Paul Hanrahan, AES president and chief executive, said: “We are concentrating our growth efforts in a few key markets, including the US utility sector, where we see opportunities to leverage our global platform of 40,500MW and 11.5m utility customers’’.
He expects the acquisition of DPL to benefit from the regional scale provided by its nearby utility business at Indianapolis Power & Light. DPL serves more than 500,000 customers in West Central Ohio.

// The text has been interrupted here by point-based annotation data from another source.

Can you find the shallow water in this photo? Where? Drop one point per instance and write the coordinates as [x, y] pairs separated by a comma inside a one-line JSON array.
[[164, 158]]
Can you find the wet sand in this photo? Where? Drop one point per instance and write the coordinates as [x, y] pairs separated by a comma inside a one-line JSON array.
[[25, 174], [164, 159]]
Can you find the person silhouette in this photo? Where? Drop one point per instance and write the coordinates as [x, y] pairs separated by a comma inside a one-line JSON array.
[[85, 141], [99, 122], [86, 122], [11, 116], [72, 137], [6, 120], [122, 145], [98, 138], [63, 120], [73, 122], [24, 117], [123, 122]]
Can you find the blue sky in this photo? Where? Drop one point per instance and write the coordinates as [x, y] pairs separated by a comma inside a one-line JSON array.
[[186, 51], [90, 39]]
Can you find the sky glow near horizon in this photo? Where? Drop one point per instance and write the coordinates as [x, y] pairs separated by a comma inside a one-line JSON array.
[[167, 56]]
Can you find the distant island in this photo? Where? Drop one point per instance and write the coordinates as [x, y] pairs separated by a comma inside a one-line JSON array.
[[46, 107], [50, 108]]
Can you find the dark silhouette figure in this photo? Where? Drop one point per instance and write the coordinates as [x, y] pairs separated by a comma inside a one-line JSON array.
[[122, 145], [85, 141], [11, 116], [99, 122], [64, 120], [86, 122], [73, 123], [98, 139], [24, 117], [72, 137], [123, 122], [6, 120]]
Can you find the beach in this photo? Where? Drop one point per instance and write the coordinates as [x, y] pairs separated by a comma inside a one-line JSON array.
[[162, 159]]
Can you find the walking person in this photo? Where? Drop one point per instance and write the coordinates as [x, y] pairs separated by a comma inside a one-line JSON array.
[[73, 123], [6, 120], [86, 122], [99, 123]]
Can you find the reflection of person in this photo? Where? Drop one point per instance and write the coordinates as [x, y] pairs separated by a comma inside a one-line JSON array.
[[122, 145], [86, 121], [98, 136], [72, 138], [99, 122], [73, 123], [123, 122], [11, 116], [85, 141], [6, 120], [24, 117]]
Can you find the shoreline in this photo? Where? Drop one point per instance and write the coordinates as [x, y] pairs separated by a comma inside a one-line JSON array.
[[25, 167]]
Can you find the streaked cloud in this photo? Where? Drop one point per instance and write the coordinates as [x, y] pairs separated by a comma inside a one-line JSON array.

DPL will remain a standalone business, with local management and corporate functions, but it will be able to leverage the expertise and resources of AES’ global portfolio. DPL headquarters will remain in Dayton, and the company will continue to use the local name.
The deal remains subject to approval of DPL shareholders and state and federal regulators. AES expects approvals within six to nine months.
AES has committed bridge financing in place from Bank of America Merrill Lynch. Financing will include a combination of non-recourse debt, the re-issuance of corporate debt at AES that was temporarily paid down in 2010, and cash on hand.
AES shares rose more than 2 per cent, to $12.75, before the market opened. Shares of DPL soared 8 per cent to $29.92.
Bank of America Merrill Lynch acted as financial adviser, and Skadden, Arps, Slate, Meagher & Flom served as legal counsel to AES. DPL’s financial adviser on the transaction was UBS Investment Bank, and its legal adviser was Cadwalader, Wickersham & Taft.